Enquanto isso, na China, o projeto de demonstração de metalurgia do hidrogênio, conduzido pela CERI, mostrou como a engenharia digital impulsiona a mudança operacional na indústria pesada. Ao substituir o uso do carvão por gás rico em hidrogênio na produção de aço e usar gêmeos digitais para o monitoramento em tempo real, a usina reduziu as emissões de CO₂ em 70% — o equivalente a 800.000 toneladas anualmente — e ainda cortou pela metade a necessidade de materiais estruturais.
Essas iniciativas destacam como a inteligência operacional não se resume apenas à redução de custos: é um caminho para a descarbonização, a resiliência e a competitividade.
Construção de qualidade de vida
Em 2024, a infraestrutura era avaliada não apenas pela eficiência, mas também pelo seu impacto social.
No Reino Unido, as melhorias na infraestrutura de Cambridge South criaram uma estação ferroviária com emissão zero de carbono para apoiar a rápida expansão do campus biomédico.
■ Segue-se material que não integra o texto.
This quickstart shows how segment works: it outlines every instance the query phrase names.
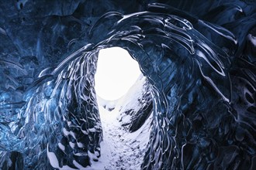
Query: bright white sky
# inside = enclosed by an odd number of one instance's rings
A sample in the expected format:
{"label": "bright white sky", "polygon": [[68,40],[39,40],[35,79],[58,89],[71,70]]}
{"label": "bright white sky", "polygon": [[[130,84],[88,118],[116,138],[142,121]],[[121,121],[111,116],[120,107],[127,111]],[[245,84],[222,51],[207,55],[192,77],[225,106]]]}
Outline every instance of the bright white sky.
{"label": "bright white sky", "polygon": [[95,91],[105,100],[114,100],[124,95],[141,74],[138,63],[126,49],[101,49],[95,73]]}

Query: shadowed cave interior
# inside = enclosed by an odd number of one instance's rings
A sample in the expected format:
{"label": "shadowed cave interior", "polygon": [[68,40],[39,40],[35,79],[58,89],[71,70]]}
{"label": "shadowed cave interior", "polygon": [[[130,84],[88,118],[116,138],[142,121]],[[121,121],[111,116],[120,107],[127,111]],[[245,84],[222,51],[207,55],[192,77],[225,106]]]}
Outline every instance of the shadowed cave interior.
{"label": "shadowed cave interior", "polygon": [[[255,11],[250,0],[2,2],[0,168],[255,169]],[[95,74],[111,47],[144,76],[137,103],[116,107],[131,150],[102,141]]]}

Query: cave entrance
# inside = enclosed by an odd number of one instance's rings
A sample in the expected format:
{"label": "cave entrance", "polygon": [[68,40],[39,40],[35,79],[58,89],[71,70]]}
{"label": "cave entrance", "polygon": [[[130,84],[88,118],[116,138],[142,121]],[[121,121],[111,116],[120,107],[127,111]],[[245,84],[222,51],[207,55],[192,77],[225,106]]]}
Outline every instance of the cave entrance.
{"label": "cave entrance", "polygon": [[95,92],[106,100],[115,100],[127,93],[141,74],[139,64],[119,47],[99,51],[95,73]]}
{"label": "cave entrance", "polygon": [[100,144],[101,157],[92,163],[92,168],[140,168],[150,136],[150,121],[146,121],[134,132],[127,127],[132,124],[133,114],[138,113],[142,106],[142,97],[147,90],[145,82],[138,63],[126,50],[112,47],[99,51],[95,89],[103,141]]}

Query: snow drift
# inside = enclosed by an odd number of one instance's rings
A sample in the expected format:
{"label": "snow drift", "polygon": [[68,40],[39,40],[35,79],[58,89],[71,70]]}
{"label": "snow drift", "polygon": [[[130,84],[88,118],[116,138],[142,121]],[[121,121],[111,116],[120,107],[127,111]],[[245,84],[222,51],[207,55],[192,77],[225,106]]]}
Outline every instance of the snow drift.
{"label": "snow drift", "polygon": [[94,75],[99,50],[119,46],[152,96],[142,169],[255,169],[254,2],[155,2],[1,3],[2,168],[100,158]]}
Ao reduzir mais de 1.100 viagens de carro por dia, o projeto diminuirá as emissões, melhorará a qualidade do ar e promoverá deslocamentos mais saudáveis. Com painéis solares, um telhado verde-azulado e habitats para a vida selvagem, a estação combina transporte sustentável com gestão ambiental. Além disso, a Elizabeth Line de Londres transportou 200 milhões de passageiros em seu primeiro ano, aliviando o congestionamento em 10% e transferindo milhares de pessoas de carros para o trem — diminuindo as emissões e impulsionando as economias locais em bilhões anualmente.
A segurança do abastecimento de água também ocupou o centro das atenções. Nas Filipinas, o projeto pioneiro de reutilização potável da Maynilad Water fornece agora 10 milhões de litros diários, garantindo água para 270.000 pessoas. Usando o OpenFlows Sewer, os engenheiros modelaram as condições em tempo real, garantindo uma integração segura e eficiente na rede existente de Manila. E na Colômbia, o projeto de otimização de água de Bucaramanga aplicou ajustes de válvulas orientados por IA para recuperar 7.000 metros cúbicos de água mensalmente, reduzindo a pressão sobre os ecossistemas durante secas severas.
Enquanto isso, na Indonésia, a exploração de níquel-cobalto pela SMGC equilibrou a extração de minerais críticos com a gestão ambiental, reduzindo as necessidades de perfuração em 80% e diminuindo os impactos na água e no CO₂. O projeto também envolveu as comunidades locais para garantir benefícios justos das demandas da cadeia de suprimentos global de veículos elétricos e baterias.
Juntas, essas iniciativas destacam como a inovação digital melhora a qualidade de vida — moldando cidades e sistemas para fornecer água potável, ar limpo e crescimento equitativo para comunidades em todo o mundo.